When children donate their toys or clothes to a charity, or spend their time helping someone less fortunate, they become aware of their position in society. They become aware that they can make small contributions to their communities and not just be popular “stars” at school. Giving is the foundation of character building, because it takes a good deal of selflessness. It also offers a view of the bigger picture – the view that everyone matters.
Except in the privacy of their own family, parents should live as though they have no bragging rights. Of course, it is okay to praise children when they do well, but praise should never overshadow another person’s efforts to reach the same goal. When deserved, acknowledgement should be fairly distributed.
For example, twin brothers compete in the same race. They are running neck and neck, when one falls and scrapes his knee while the other brother forges ahead and wins. Afterwards, a father might say:
“Tommy, I’m proud of you for getting so far in the race before you fell.”

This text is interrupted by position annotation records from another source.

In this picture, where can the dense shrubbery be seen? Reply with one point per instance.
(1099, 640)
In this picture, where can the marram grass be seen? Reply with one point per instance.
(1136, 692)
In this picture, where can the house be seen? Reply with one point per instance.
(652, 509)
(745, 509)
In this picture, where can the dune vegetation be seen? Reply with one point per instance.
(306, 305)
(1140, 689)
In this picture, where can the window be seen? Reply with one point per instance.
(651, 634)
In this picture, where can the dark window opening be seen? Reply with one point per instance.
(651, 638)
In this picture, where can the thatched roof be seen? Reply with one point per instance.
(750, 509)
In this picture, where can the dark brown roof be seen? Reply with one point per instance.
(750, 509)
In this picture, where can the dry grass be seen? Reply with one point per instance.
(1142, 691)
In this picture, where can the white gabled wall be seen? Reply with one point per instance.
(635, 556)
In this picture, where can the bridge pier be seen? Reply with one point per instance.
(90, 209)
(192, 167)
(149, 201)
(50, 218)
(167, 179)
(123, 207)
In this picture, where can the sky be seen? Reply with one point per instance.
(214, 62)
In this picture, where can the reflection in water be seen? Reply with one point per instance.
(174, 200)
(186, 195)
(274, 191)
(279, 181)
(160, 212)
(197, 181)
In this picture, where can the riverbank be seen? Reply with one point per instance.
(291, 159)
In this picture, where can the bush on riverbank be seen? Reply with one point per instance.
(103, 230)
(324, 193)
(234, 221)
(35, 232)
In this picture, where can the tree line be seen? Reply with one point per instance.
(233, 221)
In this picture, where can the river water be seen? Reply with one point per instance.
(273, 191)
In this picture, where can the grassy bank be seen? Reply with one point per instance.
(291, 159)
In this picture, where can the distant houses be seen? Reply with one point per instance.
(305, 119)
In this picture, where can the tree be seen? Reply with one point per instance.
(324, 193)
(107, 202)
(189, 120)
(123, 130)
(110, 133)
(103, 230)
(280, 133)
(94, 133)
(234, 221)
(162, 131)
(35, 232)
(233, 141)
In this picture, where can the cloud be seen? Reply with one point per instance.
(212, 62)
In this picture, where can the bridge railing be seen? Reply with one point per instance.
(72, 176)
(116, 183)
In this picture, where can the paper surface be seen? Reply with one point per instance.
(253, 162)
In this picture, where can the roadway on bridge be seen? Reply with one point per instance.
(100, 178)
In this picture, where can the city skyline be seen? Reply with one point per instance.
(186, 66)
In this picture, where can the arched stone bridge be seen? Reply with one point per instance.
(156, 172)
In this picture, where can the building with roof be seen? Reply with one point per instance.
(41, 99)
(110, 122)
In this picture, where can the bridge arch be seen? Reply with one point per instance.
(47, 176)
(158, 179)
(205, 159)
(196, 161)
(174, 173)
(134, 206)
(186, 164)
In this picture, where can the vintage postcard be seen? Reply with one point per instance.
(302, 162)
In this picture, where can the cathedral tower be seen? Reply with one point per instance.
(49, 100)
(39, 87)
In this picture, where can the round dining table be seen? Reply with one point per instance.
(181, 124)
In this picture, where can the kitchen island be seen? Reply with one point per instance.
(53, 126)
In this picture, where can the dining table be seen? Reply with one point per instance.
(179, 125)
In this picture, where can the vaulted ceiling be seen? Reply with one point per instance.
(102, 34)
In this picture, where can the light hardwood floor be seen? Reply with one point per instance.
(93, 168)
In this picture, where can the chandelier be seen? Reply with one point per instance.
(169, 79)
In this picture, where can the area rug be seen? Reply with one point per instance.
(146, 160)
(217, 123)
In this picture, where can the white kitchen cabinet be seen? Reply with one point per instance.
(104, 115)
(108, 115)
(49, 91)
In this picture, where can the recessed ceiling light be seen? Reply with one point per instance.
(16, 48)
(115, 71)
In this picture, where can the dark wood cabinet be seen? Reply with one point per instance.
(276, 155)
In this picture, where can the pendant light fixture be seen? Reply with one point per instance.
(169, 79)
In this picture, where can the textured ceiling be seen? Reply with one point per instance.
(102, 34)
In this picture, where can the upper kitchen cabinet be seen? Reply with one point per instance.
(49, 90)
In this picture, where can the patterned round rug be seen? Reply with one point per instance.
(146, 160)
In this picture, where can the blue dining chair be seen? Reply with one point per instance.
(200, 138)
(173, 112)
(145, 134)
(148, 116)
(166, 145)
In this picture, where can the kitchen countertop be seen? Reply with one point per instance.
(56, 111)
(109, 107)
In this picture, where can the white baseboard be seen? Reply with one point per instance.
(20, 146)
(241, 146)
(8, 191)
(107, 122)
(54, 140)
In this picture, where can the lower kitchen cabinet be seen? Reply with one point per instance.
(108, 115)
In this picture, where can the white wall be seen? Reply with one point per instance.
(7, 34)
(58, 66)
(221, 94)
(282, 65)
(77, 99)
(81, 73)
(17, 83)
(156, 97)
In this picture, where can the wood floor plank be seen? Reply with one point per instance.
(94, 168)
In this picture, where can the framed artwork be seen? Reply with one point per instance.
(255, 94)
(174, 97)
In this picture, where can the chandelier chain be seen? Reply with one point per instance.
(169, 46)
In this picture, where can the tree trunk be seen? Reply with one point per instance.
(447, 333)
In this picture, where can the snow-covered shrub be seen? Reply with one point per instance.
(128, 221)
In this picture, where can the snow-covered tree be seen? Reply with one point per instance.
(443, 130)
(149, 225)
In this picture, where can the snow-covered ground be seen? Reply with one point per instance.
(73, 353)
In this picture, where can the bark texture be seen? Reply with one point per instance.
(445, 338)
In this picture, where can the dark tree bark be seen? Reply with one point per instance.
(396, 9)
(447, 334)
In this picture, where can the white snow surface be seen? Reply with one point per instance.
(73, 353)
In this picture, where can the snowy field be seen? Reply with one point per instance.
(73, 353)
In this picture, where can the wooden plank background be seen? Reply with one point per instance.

Next, Dad might say, “Good job, Tony. You were the fastest and won the race today. We’ll never know what would have happened if Tommy hadn’t fallen, though.”
In this scenario, both boys are acknowledged with fair remarks but neither will have a big ego resulting from their father’s comments. Both boys are recognized as equal competitors.
Children respect fairness, and they understand whether treatment is fair not from a very young age. When parents demonstrate consistent fairness in their dealings with others as well as family, a child will pay attention to his parent’s actions and emulate them. Fairness teaches value and respect, so a parent should always aim to be fair in all competitive dealings.
Bragging is a common negative behavior among children. When children glorify their achievements or success they make their peers feel inferior – something which should be avoid. This can be nipped in the bud by parents as they teach humility and lead by example. Parents can be aware of peer perceptions and guide a child while building character. Praising a child honestly and fairly can deliver confidence while maintaining a humble attitude.